The critically acclaimed comedy TV series Broad City will be debuting its fourth season in August 2017. The show follows two Jewish-American twenty-something women, Iliana and Abbi, as they experience the misadventures of “making it” in New York City.

By User:Mistaknows (Own work) [CC BY-SA 3.0 (http://creativecommons.org/licenses/by-sa/3.0)], via Wikimedia Commons
Co-creator Iliana Glazer plays Ilana Wexler, a marijuana enthusiast who often seems to be oblivious to how her outrageous antics affect the people around her. She often drags her best friend Abbi along for the ride. Abbi Abrams is played by co-creator Abbi Jacobson. Abbi plays a struggling artist working in a fitness center as she struggles to be responsible and free-spirited at the same time.
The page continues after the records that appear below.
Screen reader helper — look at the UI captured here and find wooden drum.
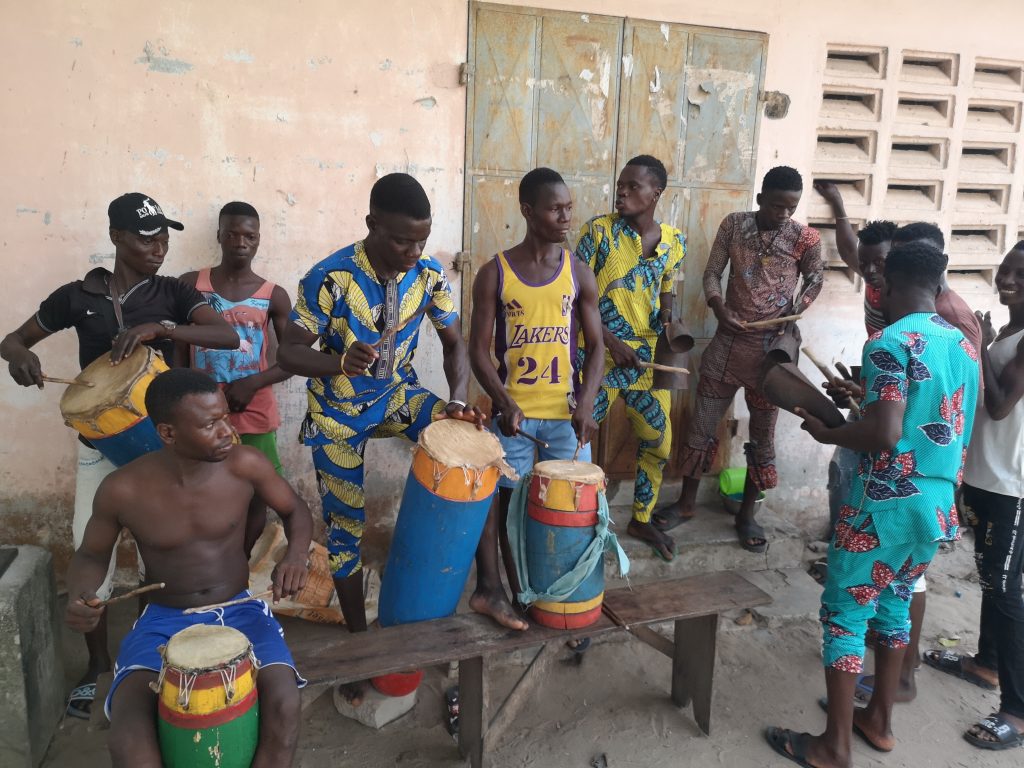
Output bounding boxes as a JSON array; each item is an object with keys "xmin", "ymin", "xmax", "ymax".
[
  {"xmin": 155, "ymin": 625, "xmax": 259, "ymax": 768},
  {"xmin": 60, "ymin": 346, "xmax": 168, "ymax": 465},
  {"xmin": 524, "ymin": 460, "xmax": 607, "ymax": 629}
]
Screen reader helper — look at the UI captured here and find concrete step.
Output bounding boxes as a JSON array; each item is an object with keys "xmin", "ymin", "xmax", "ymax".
[{"xmin": 605, "ymin": 501, "xmax": 808, "ymax": 584}]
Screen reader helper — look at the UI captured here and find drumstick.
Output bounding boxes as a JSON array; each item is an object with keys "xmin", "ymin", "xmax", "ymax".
[
  {"xmin": 373, "ymin": 301, "xmax": 436, "ymax": 348},
  {"xmin": 638, "ymin": 362, "xmax": 689, "ymax": 374},
  {"xmin": 742, "ymin": 313, "xmax": 803, "ymax": 330},
  {"xmin": 42, "ymin": 375, "xmax": 95, "ymax": 387},
  {"xmin": 803, "ymin": 347, "xmax": 862, "ymax": 417},
  {"xmin": 182, "ymin": 589, "xmax": 275, "ymax": 615},
  {"xmin": 602, "ymin": 602, "xmax": 630, "ymax": 630},
  {"xmin": 572, "ymin": 444, "xmax": 581, "ymax": 462},
  {"xmin": 516, "ymin": 428, "xmax": 549, "ymax": 449},
  {"xmin": 98, "ymin": 582, "xmax": 165, "ymax": 607}
]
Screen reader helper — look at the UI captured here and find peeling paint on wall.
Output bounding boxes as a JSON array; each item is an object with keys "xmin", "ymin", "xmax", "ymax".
[
  {"xmin": 224, "ymin": 49, "xmax": 254, "ymax": 63},
  {"xmin": 414, "ymin": 96, "xmax": 437, "ymax": 109},
  {"xmin": 135, "ymin": 41, "xmax": 193, "ymax": 74}
]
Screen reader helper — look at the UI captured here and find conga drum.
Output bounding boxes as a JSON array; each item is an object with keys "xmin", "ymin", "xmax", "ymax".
[
  {"xmin": 524, "ymin": 460, "xmax": 607, "ymax": 630},
  {"xmin": 155, "ymin": 625, "xmax": 259, "ymax": 768},
  {"xmin": 60, "ymin": 345, "xmax": 168, "ymax": 465},
  {"xmin": 377, "ymin": 418, "xmax": 514, "ymax": 627}
]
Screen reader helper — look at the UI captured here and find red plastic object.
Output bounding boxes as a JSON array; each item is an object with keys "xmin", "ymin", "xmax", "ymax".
[{"xmin": 370, "ymin": 670, "xmax": 424, "ymax": 697}]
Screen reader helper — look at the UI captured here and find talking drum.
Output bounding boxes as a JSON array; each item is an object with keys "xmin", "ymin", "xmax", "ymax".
[
  {"xmin": 60, "ymin": 345, "xmax": 168, "ymax": 466},
  {"xmin": 155, "ymin": 625, "xmax": 259, "ymax": 768},
  {"xmin": 378, "ymin": 418, "xmax": 514, "ymax": 627},
  {"xmin": 524, "ymin": 460, "xmax": 607, "ymax": 629}
]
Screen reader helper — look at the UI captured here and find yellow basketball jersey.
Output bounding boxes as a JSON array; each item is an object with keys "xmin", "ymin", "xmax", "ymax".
[{"xmin": 495, "ymin": 249, "xmax": 578, "ymax": 420}]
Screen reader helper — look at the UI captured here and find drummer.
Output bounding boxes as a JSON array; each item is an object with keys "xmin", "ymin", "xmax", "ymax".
[
  {"xmin": 65, "ymin": 368, "xmax": 311, "ymax": 766},
  {"xmin": 574, "ymin": 155, "xmax": 686, "ymax": 561},
  {"xmin": 468, "ymin": 167, "xmax": 605, "ymax": 602},
  {"xmin": 656, "ymin": 167, "xmax": 823, "ymax": 553},
  {"xmin": 277, "ymin": 173, "xmax": 523, "ymax": 701},
  {"xmin": 0, "ymin": 192, "xmax": 237, "ymax": 720}
]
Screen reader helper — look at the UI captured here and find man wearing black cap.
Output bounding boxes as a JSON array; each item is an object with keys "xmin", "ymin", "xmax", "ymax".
[{"xmin": 0, "ymin": 192, "xmax": 237, "ymax": 719}]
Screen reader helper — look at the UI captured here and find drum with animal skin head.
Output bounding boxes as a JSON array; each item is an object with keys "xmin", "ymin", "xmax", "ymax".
[
  {"xmin": 155, "ymin": 624, "xmax": 259, "ymax": 768},
  {"xmin": 60, "ymin": 345, "xmax": 168, "ymax": 466},
  {"xmin": 525, "ymin": 460, "xmax": 607, "ymax": 629}
]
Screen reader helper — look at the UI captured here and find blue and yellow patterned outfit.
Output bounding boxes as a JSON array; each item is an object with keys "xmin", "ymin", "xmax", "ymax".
[
  {"xmin": 574, "ymin": 213, "xmax": 685, "ymax": 523},
  {"xmin": 290, "ymin": 241, "xmax": 458, "ymax": 577},
  {"xmin": 820, "ymin": 313, "xmax": 977, "ymax": 672}
]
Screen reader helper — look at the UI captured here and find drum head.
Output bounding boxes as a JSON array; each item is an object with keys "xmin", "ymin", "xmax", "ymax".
[
  {"xmin": 533, "ymin": 459, "xmax": 605, "ymax": 484},
  {"xmin": 60, "ymin": 346, "xmax": 158, "ymax": 418},
  {"xmin": 164, "ymin": 624, "xmax": 251, "ymax": 671},
  {"xmin": 420, "ymin": 418, "xmax": 513, "ymax": 475}
]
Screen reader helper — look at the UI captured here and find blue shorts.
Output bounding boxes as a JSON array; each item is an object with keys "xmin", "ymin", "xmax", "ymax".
[
  {"xmin": 105, "ymin": 590, "xmax": 306, "ymax": 720},
  {"xmin": 493, "ymin": 418, "xmax": 591, "ymax": 489}
]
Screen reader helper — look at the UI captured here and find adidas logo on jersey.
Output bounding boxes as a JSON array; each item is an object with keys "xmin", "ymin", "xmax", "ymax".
[{"xmin": 504, "ymin": 299, "xmax": 525, "ymax": 317}]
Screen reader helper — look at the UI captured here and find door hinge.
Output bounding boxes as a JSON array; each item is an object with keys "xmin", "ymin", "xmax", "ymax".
[
  {"xmin": 454, "ymin": 251, "xmax": 472, "ymax": 272},
  {"xmin": 459, "ymin": 62, "xmax": 473, "ymax": 86}
]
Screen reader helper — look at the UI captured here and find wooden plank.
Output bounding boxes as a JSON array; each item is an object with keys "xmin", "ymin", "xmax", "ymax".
[
  {"xmin": 602, "ymin": 571, "xmax": 770, "ymax": 626},
  {"xmin": 291, "ymin": 612, "xmax": 617, "ymax": 686},
  {"xmin": 459, "ymin": 656, "xmax": 486, "ymax": 768},
  {"xmin": 628, "ymin": 624, "xmax": 674, "ymax": 659},
  {"xmin": 484, "ymin": 641, "xmax": 560, "ymax": 751},
  {"xmin": 672, "ymin": 614, "xmax": 719, "ymax": 735}
]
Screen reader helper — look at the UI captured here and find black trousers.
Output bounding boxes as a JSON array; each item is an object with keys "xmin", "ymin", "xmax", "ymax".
[{"xmin": 964, "ymin": 483, "xmax": 1024, "ymax": 718}]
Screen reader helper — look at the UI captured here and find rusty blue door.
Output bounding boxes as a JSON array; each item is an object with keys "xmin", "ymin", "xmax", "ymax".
[{"xmin": 464, "ymin": 3, "xmax": 767, "ymax": 481}]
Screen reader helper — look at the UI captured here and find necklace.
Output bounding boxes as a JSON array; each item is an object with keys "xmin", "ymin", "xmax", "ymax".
[{"xmin": 756, "ymin": 225, "xmax": 783, "ymax": 263}]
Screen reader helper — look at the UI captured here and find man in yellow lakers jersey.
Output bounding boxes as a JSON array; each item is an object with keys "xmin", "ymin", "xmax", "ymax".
[
  {"xmin": 470, "ymin": 167, "xmax": 605, "ymax": 604},
  {"xmin": 575, "ymin": 155, "xmax": 686, "ymax": 561}
]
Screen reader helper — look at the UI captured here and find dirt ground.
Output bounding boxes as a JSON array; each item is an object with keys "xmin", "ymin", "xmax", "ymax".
[{"xmin": 42, "ymin": 533, "xmax": 1021, "ymax": 768}]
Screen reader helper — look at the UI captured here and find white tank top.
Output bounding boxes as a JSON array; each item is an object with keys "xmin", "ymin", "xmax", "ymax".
[{"xmin": 964, "ymin": 327, "xmax": 1024, "ymax": 497}]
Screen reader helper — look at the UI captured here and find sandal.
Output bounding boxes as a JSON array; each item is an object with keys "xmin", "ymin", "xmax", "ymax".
[
  {"xmin": 736, "ymin": 519, "xmax": 767, "ymax": 554},
  {"xmin": 764, "ymin": 726, "xmax": 815, "ymax": 767},
  {"xmin": 65, "ymin": 682, "xmax": 96, "ymax": 720},
  {"xmin": 651, "ymin": 507, "xmax": 694, "ymax": 532},
  {"xmin": 964, "ymin": 713, "xmax": 1024, "ymax": 751},
  {"xmin": 923, "ymin": 650, "xmax": 997, "ymax": 690},
  {"xmin": 444, "ymin": 685, "xmax": 459, "ymax": 740}
]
Glazer and Jacobson started the series on YouTube in 2010, gaining momentum as well as the attention of Amy Poehler. Poehler became executive producer of the show once it came to TV. Since its premiere in 2014, Broad City has averaged 1.2 million views per episode, making it Comedy Central’s highest-rated first season among adults 18-34.

The female comedy duo was asked on the red carpet in June whether they were feminists, to which they replied, “well, obviously.”

By Internet Week New York [CC BY 2.0 (http://creativecommons.org/licenses/by/2.0)], via Wikimedia Commons

Jacobson: I would totally say I’m a feminist. I don’t find it to be negative at all.”

Glazer: I feel like a feminist is gender equality. You know, we’re feminists… the people who work on the show are feminists.

From Charlie Chaplin, to Chris Farley, to Workaholics, male slapstick comedians have been the norm. But Broad City falls in step with some of the other female slapstick comedians, like Lucille Ball, Carol Burnett, and Molly Shannon. Breaking the gendered expectation to be coy and graceful allows these women to enter a field of comedy that is usually male-dominated.